The special magic of this book isn’t just that Cathie discovers her identity, but how she does it. Readers know that when Cathie sets out on her journey, she’s likely to find some answers or at least a new home that will be better for her than the orphanage because the title of the book is “Run Away Home.” But, in the beginning of the story, readers are not quite sure how Cathie will do it and exactly what waits for her at the end of her journey. It’s the journey toward the truth and her special connection to the other children who help her that make the story satisfying. Little by little, Cathie uncovers pieces of the past. There are some lucky coincidences where she connects with people who were already connected to her and who can explain the past to her.

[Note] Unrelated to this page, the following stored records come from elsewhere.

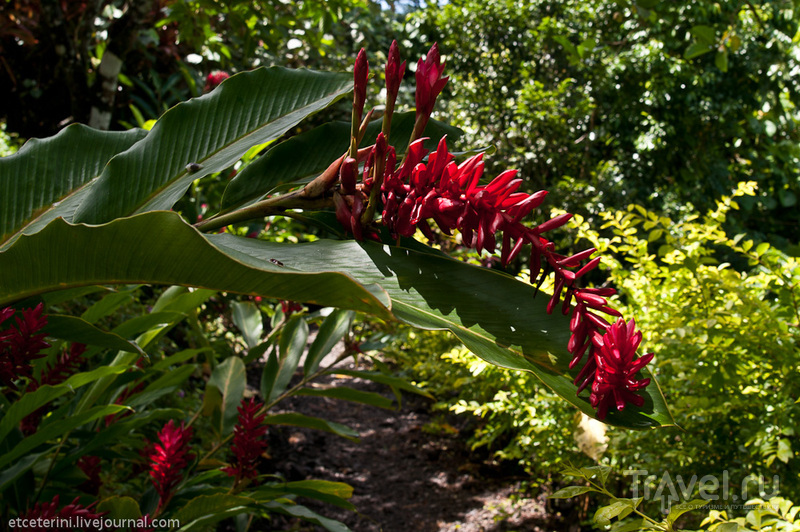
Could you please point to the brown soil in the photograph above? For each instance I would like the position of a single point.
(410, 471)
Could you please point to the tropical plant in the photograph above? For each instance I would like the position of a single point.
(87, 208)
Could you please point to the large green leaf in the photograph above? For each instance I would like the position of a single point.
(161, 248)
(206, 135)
(36, 181)
(495, 315)
(230, 379)
(305, 156)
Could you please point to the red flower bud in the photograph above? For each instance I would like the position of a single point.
(429, 81)
(360, 73)
(394, 74)
(347, 175)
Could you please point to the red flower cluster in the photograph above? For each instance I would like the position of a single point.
(416, 193)
(21, 344)
(49, 510)
(615, 379)
(248, 441)
(167, 459)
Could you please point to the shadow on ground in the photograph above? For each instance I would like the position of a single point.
(408, 472)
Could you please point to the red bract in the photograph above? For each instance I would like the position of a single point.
(615, 381)
(360, 74)
(440, 191)
(167, 458)
(214, 79)
(21, 344)
(248, 441)
(429, 81)
(78, 515)
(394, 74)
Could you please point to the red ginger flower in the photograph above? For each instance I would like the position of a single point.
(167, 459)
(49, 510)
(429, 81)
(360, 74)
(21, 344)
(248, 441)
(615, 382)
(214, 79)
(451, 195)
(394, 74)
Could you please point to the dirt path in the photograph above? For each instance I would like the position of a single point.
(407, 473)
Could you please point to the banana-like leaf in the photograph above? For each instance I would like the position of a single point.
(37, 181)
(206, 135)
(160, 247)
(495, 315)
(305, 156)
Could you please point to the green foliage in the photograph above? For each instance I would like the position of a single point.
(657, 103)
(725, 339)
(109, 413)
(773, 515)
(147, 172)
(721, 314)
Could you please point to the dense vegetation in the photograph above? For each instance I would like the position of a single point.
(671, 127)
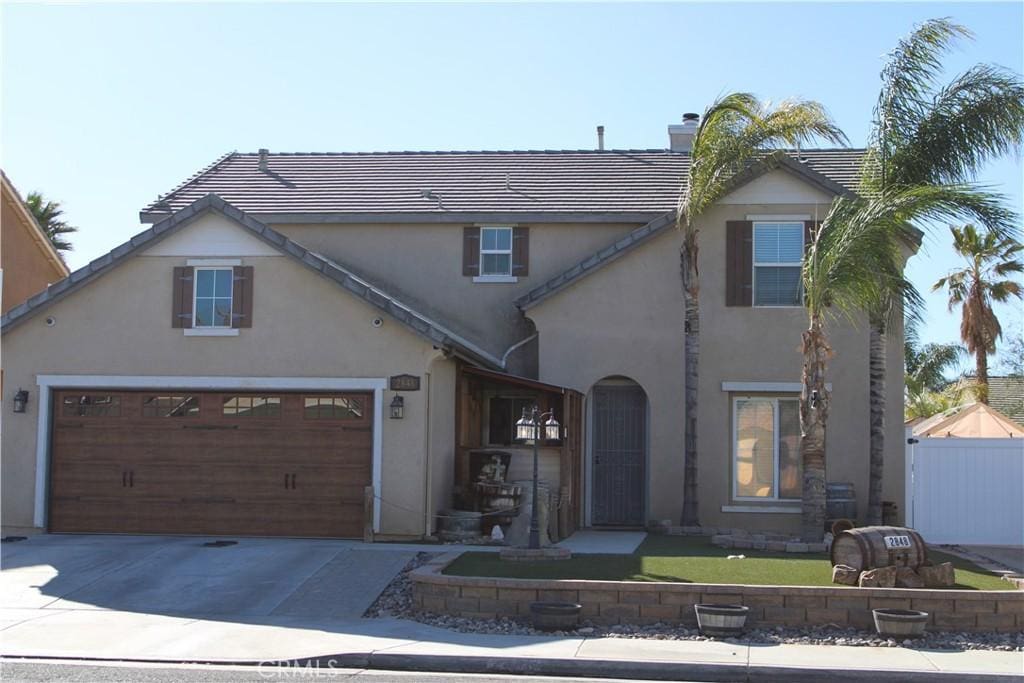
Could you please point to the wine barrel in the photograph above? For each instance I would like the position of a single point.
(864, 548)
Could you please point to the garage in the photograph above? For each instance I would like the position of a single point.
(230, 463)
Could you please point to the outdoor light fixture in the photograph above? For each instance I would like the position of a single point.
(528, 430)
(20, 399)
(397, 407)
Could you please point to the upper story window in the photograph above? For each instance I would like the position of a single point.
(213, 297)
(778, 251)
(496, 251)
(766, 449)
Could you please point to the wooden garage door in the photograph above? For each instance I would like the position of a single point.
(215, 463)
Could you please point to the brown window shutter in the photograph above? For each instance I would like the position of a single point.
(242, 297)
(520, 250)
(471, 251)
(181, 307)
(738, 263)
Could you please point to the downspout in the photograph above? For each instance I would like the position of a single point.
(516, 345)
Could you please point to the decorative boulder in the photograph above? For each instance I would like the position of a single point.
(940, 575)
(880, 578)
(907, 578)
(845, 574)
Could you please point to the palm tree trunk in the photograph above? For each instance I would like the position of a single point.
(877, 365)
(814, 401)
(981, 390)
(691, 336)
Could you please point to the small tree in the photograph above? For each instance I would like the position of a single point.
(985, 280)
(47, 214)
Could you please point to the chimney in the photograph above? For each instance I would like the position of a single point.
(681, 135)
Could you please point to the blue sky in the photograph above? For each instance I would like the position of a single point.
(105, 107)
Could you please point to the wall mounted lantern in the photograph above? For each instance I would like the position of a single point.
(20, 399)
(397, 407)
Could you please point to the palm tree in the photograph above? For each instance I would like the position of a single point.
(927, 133)
(736, 131)
(47, 214)
(854, 261)
(984, 281)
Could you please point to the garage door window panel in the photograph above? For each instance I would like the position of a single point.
(333, 408)
(251, 407)
(170, 407)
(91, 406)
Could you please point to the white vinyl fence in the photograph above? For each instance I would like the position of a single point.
(967, 491)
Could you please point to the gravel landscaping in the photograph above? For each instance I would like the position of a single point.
(396, 600)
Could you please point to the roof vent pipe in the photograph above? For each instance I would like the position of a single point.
(681, 135)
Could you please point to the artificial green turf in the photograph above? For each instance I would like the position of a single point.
(694, 560)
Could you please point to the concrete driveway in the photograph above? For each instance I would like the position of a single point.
(178, 575)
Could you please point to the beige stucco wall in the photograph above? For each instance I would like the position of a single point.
(627, 319)
(304, 326)
(27, 266)
(422, 264)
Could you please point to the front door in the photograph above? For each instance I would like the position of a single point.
(620, 447)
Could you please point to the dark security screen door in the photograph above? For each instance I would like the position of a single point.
(620, 447)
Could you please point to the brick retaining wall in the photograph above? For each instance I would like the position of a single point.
(609, 602)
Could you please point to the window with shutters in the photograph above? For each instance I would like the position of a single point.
(496, 251)
(778, 249)
(213, 297)
(766, 449)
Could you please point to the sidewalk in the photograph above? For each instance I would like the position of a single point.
(396, 644)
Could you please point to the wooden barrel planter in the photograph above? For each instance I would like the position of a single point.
(554, 615)
(865, 548)
(900, 623)
(458, 524)
(724, 621)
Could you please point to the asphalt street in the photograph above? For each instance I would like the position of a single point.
(40, 671)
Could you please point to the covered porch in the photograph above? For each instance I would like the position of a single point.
(487, 406)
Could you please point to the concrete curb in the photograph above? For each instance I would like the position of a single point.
(615, 669)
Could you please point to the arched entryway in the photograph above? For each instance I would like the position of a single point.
(617, 453)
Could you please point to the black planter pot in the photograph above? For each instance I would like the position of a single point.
(716, 620)
(554, 615)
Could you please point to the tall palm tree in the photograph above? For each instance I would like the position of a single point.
(854, 261)
(47, 214)
(990, 259)
(925, 132)
(736, 131)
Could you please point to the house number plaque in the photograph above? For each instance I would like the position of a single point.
(404, 383)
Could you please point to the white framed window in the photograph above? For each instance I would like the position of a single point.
(778, 254)
(496, 252)
(766, 464)
(212, 298)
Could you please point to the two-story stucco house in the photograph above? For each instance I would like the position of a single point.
(227, 371)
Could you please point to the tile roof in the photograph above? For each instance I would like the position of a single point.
(432, 331)
(440, 183)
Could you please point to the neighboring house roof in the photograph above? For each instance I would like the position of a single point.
(1006, 393)
(969, 421)
(430, 330)
(38, 235)
(632, 185)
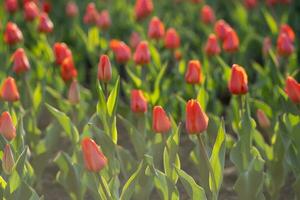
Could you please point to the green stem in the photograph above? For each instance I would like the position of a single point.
(207, 162)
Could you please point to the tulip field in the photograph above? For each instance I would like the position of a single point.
(149, 99)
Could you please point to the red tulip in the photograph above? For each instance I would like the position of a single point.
(221, 29)
(103, 20)
(292, 89)
(71, 9)
(74, 93)
(135, 39)
(104, 69)
(160, 121)
(31, 11)
(9, 90)
(143, 9)
(263, 120)
(8, 161)
(121, 51)
(138, 102)
(207, 15)
(45, 24)
(68, 70)
(20, 61)
(142, 54)
(231, 41)
(285, 46)
(172, 39)
(61, 51)
(94, 159)
(212, 47)
(196, 118)
(11, 5)
(193, 74)
(7, 127)
(156, 29)
(238, 83)
(12, 34)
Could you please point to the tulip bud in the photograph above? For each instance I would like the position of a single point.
(160, 121)
(68, 70)
(156, 29)
(31, 11)
(142, 54)
(238, 83)
(207, 15)
(231, 41)
(8, 161)
(12, 34)
(292, 89)
(221, 29)
(11, 5)
(9, 91)
(193, 74)
(212, 47)
(74, 93)
(104, 69)
(61, 51)
(20, 61)
(172, 39)
(285, 46)
(45, 24)
(121, 51)
(103, 20)
(71, 9)
(94, 159)
(196, 118)
(143, 9)
(263, 120)
(7, 128)
(138, 102)
(135, 39)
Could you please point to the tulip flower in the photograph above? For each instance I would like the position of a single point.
(231, 41)
(104, 69)
(74, 93)
(45, 24)
(193, 74)
(292, 89)
(156, 29)
(212, 47)
(121, 51)
(138, 102)
(143, 8)
(68, 70)
(285, 46)
(142, 54)
(20, 61)
(135, 39)
(8, 161)
(9, 91)
(11, 5)
(160, 121)
(238, 83)
(7, 128)
(94, 159)
(172, 39)
(12, 34)
(31, 11)
(103, 20)
(196, 118)
(71, 9)
(207, 15)
(263, 120)
(61, 51)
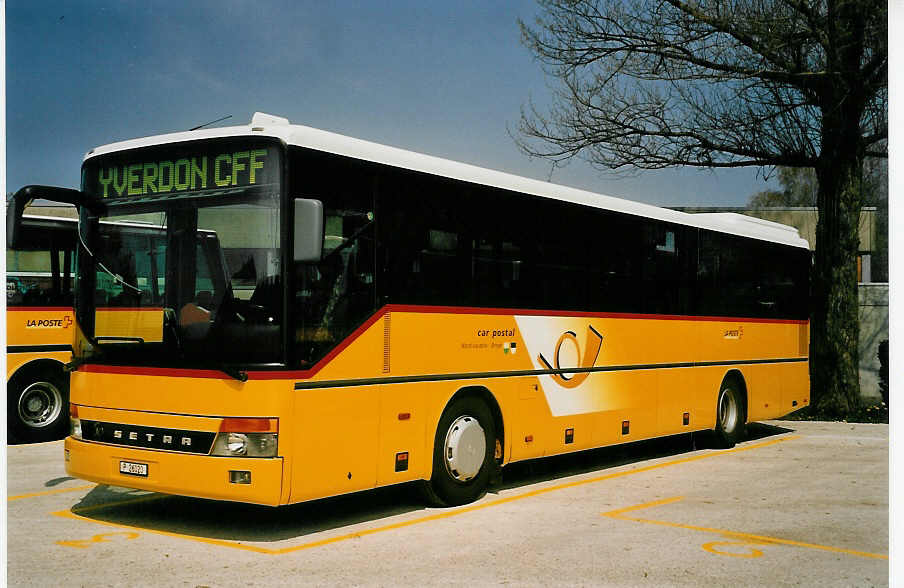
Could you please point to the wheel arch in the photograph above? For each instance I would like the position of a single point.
(484, 394)
(736, 375)
(36, 365)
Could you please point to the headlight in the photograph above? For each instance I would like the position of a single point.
(246, 437)
(75, 428)
(245, 445)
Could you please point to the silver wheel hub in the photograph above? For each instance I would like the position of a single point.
(40, 404)
(728, 411)
(465, 448)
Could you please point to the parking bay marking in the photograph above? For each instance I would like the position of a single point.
(48, 492)
(442, 515)
(747, 539)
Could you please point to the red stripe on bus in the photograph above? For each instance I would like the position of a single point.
(131, 308)
(313, 370)
(39, 308)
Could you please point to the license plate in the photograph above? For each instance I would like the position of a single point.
(133, 469)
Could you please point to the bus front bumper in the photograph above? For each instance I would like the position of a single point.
(200, 476)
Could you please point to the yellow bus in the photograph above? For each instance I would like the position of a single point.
(39, 329)
(411, 319)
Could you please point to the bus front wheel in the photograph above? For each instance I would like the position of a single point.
(731, 414)
(38, 404)
(463, 451)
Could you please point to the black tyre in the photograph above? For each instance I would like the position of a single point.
(38, 404)
(731, 414)
(463, 451)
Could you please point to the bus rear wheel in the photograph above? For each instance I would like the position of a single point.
(463, 451)
(731, 414)
(38, 405)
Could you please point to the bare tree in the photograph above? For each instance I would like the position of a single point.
(729, 83)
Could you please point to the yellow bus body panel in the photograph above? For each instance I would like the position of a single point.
(380, 395)
(34, 328)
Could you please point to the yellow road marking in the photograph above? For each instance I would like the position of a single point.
(48, 492)
(747, 537)
(434, 517)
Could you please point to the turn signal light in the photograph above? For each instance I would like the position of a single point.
(75, 425)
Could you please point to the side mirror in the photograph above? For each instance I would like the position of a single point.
(308, 230)
(15, 206)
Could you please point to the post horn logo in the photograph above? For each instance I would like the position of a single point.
(592, 345)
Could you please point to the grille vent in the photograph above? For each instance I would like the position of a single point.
(387, 319)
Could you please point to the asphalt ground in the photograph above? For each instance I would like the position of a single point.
(797, 504)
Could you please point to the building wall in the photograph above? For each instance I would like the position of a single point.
(873, 330)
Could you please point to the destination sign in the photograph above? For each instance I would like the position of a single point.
(161, 172)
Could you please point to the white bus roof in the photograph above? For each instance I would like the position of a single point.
(273, 126)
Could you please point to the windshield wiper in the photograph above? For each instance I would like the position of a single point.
(113, 339)
(235, 373)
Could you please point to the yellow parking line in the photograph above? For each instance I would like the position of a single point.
(48, 492)
(433, 517)
(748, 537)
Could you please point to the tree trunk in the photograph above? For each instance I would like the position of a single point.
(835, 326)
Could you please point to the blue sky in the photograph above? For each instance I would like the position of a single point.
(443, 78)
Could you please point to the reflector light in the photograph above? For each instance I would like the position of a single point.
(249, 425)
(239, 477)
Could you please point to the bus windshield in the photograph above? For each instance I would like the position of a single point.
(196, 283)
(182, 266)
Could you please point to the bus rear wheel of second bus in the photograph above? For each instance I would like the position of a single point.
(38, 405)
(463, 452)
(731, 416)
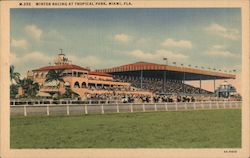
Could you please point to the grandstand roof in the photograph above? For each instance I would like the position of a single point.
(58, 67)
(99, 73)
(172, 72)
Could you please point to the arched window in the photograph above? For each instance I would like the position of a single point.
(42, 74)
(76, 85)
(84, 85)
(67, 84)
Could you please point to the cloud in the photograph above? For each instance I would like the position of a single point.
(33, 31)
(22, 43)
(159, 54)
(85, 61)
(122, 37)
(219, 30)
(220, 50)
(174, 43)
(54, 35)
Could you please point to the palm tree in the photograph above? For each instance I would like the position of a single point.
(14, 75)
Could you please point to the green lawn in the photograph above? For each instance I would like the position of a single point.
(171, 129)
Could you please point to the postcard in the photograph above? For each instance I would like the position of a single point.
(125, 78)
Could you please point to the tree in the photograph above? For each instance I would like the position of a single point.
(13, 90)
(14, 76)
(30, 87)
(54, 75)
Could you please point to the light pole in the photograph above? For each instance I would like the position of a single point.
(164, 77)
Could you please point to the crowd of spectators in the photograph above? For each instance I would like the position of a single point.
(170, 86)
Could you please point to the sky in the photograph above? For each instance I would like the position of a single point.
(102, 38)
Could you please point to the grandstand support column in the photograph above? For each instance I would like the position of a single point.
(164, 80)
(214, 85)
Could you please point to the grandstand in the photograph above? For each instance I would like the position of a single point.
(139, 81)
(165, 79)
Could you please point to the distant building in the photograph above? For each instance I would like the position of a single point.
(80, 80)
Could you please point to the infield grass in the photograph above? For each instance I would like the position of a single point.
(171, 129)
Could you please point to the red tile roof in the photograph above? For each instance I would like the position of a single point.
(57, 67)
(99, 73)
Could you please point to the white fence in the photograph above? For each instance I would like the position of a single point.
(74, 109)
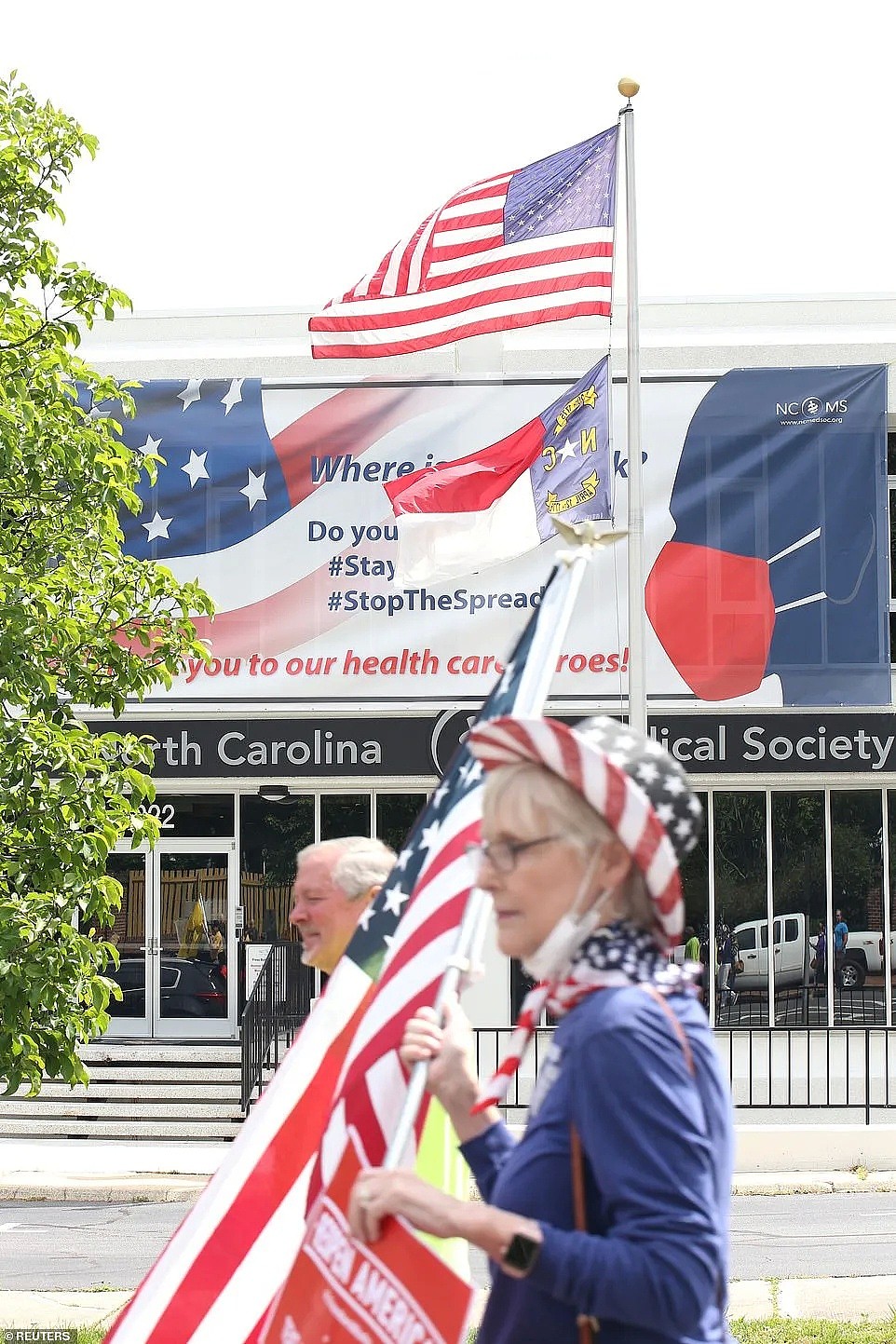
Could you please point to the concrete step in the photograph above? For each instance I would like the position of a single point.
(199, 1052)
(183, 1129)
(143, 1076)
(122, 1089)
(84, 1109)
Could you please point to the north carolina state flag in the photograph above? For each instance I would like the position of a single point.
(500, 501)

When she comes to Melvick, Ian and Sovra hide her in a shieling or hut that they found hidden behind a waterfall in the first book of this series, which is a magical place to stay. For the first time in her life, Cathie has time alone where she can explore the beach and nearby mountains, and she enjoys the peace and serenity of the countryside more than the big city where she had been living. The characters in the book mention that, during WWII, parts of the west coast of Scotland were blocked off to visitors, except people who lived there or had relatives in the area, due to military exercises. The fact that Cathie definitely remembers being there during that time tells her and others that she either lived there or had family there, and it wasn’t just a one-time beach holiday.
At one point, Alastair Gunn and Dr. Kennedy figure out that Cathie is some sort of runaway, and Ian is physically punished for hiding her. I thought at that point in the book, Alastair handled the situation clumsily, saying too soon that Cathie can’t stay hiding there without first questioning her more closely about what she’s doing there and where she came from. I habitually ask a lot of questions, and it seemed to me that the adults in the book act too soon without finding out what they need to know about the situation. In their place, I would have wanted to get the situation straight before declaring anything or punishing anyone. At that point, the adults hardly know what the kids have been up to. By the time Miss Abbott arrives in Melvick, there is no need for her to return to the orphanage. Just when Cathie is thinking that she’ll have to reconcile herself to not knowing about her past and build a new future in the new home she’s been offered, the final pieces of the puzzle of her life fall into place, and Cathie gets the answers she’s been looking for. Even Miss Abbott is satisfied that Cathie has finally found the home she’s been looking for. After this book, Cathie becomes one of the major characters in this series.
I also liked this book for explaining the meanings of some Gaelic terms and place names. The Scottish characters do use some words that American readers might not be familiar with, like “dreich” and “havering,” but their dialogue is still easy to understand. The book doesn’t go overboard with trying to write to show the characters’ accents, which can get confusing and annoying in some books. The Scottish characters use “och” as an expression sometimes, but they don’t overdo it.